Bioprocess engineers still use genetically modified bacterial or mammalian cells to produce proteins of interest in giant bioreactors. These proteins are used as drugs or enzymes in washing powder, to name but two examples. It is difficult to produce proteins that are toxic for the cellular metabolism or that do not exist in nature using this method. However, researchers are able to produce small amounts of such proteins outside cells using isolated cell organelles.

That said, engineers often want to chemically alter industrially produced proteins. For example, many pharmaceutical proteins are linked with polyethylene glycol, which surrounds the drug completely, thus protecting it from premature degradation in the body. "We have to remove the product from the reaction chamber after each chemical reaction step, and prepare it for the subsequent step," says Rudolf Hausmann, indicating just how laborious the procedure is. "We want to find an alternative to these step-by-step syntheses," he adds.

To transform proteins from unfinished to finished product in a series of uninterrupted steps in a bioreactor, the bioreactor needs to be divided into compartments just like a Golgi apparatus. Researchers also have to ensure that only proteins with certain signal sequences can pass through the membrane of the Golgi apparatus," says Hausmann. However, technically speaking, this is still a vision of the future.

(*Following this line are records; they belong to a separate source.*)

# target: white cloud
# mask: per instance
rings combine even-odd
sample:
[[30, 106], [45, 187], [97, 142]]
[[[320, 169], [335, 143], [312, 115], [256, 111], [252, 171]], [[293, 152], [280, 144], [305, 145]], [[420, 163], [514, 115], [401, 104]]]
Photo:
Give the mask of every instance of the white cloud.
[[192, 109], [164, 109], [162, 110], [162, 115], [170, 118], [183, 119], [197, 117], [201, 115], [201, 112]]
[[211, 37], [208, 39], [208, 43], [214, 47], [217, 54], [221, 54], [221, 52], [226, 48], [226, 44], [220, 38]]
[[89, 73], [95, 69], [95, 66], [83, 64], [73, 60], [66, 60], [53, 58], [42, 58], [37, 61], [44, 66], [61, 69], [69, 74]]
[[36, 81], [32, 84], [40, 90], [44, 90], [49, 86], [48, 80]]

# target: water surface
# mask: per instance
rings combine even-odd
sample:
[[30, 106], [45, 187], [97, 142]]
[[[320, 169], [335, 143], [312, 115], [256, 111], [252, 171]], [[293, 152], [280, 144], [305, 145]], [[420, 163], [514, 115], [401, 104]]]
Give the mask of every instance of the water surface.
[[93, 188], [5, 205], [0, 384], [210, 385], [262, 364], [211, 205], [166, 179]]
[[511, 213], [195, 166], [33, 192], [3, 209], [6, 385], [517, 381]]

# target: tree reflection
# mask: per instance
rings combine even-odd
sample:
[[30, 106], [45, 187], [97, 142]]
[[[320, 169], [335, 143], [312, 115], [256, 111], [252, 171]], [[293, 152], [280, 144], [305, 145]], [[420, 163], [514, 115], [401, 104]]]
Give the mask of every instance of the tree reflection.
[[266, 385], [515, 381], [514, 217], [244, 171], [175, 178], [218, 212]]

"The problem is that artificial membranes cannot selectively separate proteins or other substances. They can only separate them according to size," says Hausmann. The bioprocess engineer and his team are specifically focused on the first step of this process, i.e. the production and entry of cell-free protein precursors into the artificial Golgi apparatus where they are chemically modified.

Hausmann's colleagues Ramona Bosch and Karin Moß produce so-called nanodiscs that are around ten nanometres in diameter, i.e. a 100.000th part of a millimetre. These biomembrane-like discs consist of a lipid bilayer held together by a ring-shaped protein. This protein is a genetically modified apolipoprotein that binds water-insoluble lipids such as cholesterol to form lipoproteins and transport them through the blood. They shield the fat-soluble part of the membrane fragment against the aqueous environment, thereby stabilising it.

The researchers plan to embed a protein transport channel into this construct. The resulting protein would then be transported through the transport channel into the next compartment while retaining the protein machinery and all basic components. "The current difficulty is finding a way to arrange the protein rings so that the nanodisc membrane forms a closed area," says Hausmann who is part of SeleKomM (Selective Compartment Membranes), a cooperative project that also involves researchers from the Universities of Ulm and Stuttgart as well as the Karlsruhe Institute of Technology.

Prof. Dr. Kay Gottschalk, Dr. Frank Rosenau, Prof. Dr. Tanja Weil and apl. Prof. Dr. Ulrich Ziener from the University of Ulm are tasked with embedding these nanodiscs into sheet-like plastic membranes. Prof. Dr. Martin Siemann-Herzberg from the University of Stuttgart is responsible for equipping the protein transport channels in the artificial membranes with a special charging system that produces energy in the form of ATP. Siemann-Herzberg also deals with cell-free protein production. Matthias Franzreb from the Karlsruhe Institute of Technology ensures that magnetic nanoparticles that bind to the proteins of interest are transported from one reaction compartment to the other when a magnetic field is applied. Together, the researchers are seeking to produce a biotech copy of the Golgi apparatus, and they will carry on working until they achieve this.